Third, while a Federal or Postal Worker who is receiving Social Security Disability benefits is severely limited in his or her ability to earn any income on top of the Social Security Disability benefits; and while a Federal or Postal employee who is receiving temporary total disability compensation from the Worker’s Compensation Program is precluded from working at another job (with some exceptions to the rule); by contrast, a person who receives Federal Disability Retirement benefits can go out into the private sector and find another job, and make up to 80% of what one’s former Federal position currently pays, on top of the money received from being qualified for Federal Disability Retirement benefits. This is because the Federal Disability Retirement program is what is considered a “progressive paradigm”, in that it encourages the disabled Federal or Postal Worker who is receiving Federal Disability Retirement benefits to remain productive in the work force, and to continue to participate in the engine of the American economy by working, paying Federal and State taxes, FICA, etc.
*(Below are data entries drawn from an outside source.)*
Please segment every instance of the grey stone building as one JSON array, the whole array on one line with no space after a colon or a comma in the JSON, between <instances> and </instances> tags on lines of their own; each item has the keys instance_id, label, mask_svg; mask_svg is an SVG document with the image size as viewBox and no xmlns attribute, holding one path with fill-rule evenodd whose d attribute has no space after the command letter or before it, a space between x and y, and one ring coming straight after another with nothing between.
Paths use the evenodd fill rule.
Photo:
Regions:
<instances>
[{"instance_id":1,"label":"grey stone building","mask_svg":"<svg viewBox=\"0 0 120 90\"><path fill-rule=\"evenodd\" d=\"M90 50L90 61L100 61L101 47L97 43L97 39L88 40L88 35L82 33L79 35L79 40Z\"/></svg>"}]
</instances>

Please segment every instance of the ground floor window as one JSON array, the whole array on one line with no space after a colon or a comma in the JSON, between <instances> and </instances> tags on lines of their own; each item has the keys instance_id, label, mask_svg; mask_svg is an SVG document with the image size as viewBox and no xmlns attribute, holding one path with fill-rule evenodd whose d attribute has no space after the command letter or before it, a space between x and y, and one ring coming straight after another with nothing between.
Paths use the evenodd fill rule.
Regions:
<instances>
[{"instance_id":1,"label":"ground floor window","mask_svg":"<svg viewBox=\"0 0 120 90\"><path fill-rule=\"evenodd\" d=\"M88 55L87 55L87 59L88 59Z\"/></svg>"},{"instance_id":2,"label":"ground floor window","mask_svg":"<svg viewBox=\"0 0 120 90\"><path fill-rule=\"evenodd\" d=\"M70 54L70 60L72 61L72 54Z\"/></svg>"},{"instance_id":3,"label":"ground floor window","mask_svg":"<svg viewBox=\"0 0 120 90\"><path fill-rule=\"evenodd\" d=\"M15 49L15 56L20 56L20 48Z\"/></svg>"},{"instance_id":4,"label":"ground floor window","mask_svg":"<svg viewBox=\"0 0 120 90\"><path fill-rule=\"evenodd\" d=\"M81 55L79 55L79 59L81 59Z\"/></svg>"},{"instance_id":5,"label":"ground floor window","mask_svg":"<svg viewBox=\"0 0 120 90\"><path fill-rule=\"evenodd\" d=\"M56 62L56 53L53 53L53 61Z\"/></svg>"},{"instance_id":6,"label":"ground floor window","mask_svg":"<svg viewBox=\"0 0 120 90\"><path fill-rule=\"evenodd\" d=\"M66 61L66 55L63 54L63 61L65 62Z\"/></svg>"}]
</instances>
Ultimately, each Federal and Postal Worker who becomes injured or otherwise disabled, must evaluate each Federal compensation program, and decide which program fits the particular and unique circumstances of one’s case. It is a blessing that there are options to consider, and to tailor one’s particular circumstances to the requirements of each program. In doing so, it is important to understand the differences and distinctions between the various programs available to the injured or otherwise disabled Federal or Postal employee. As knowledge is the power to decide, so understanding the differences between Federal Disability Retirement, Social Security Disability, and the Worker’s Compensation Program, is a valuable body of knowledge which should be studied, accessed and reviewed. Only through knowledge can one make a wise choice; and when it comes to making a wise choice for one’s future, understanding the distinctions between the various programs may make all the difference in the world.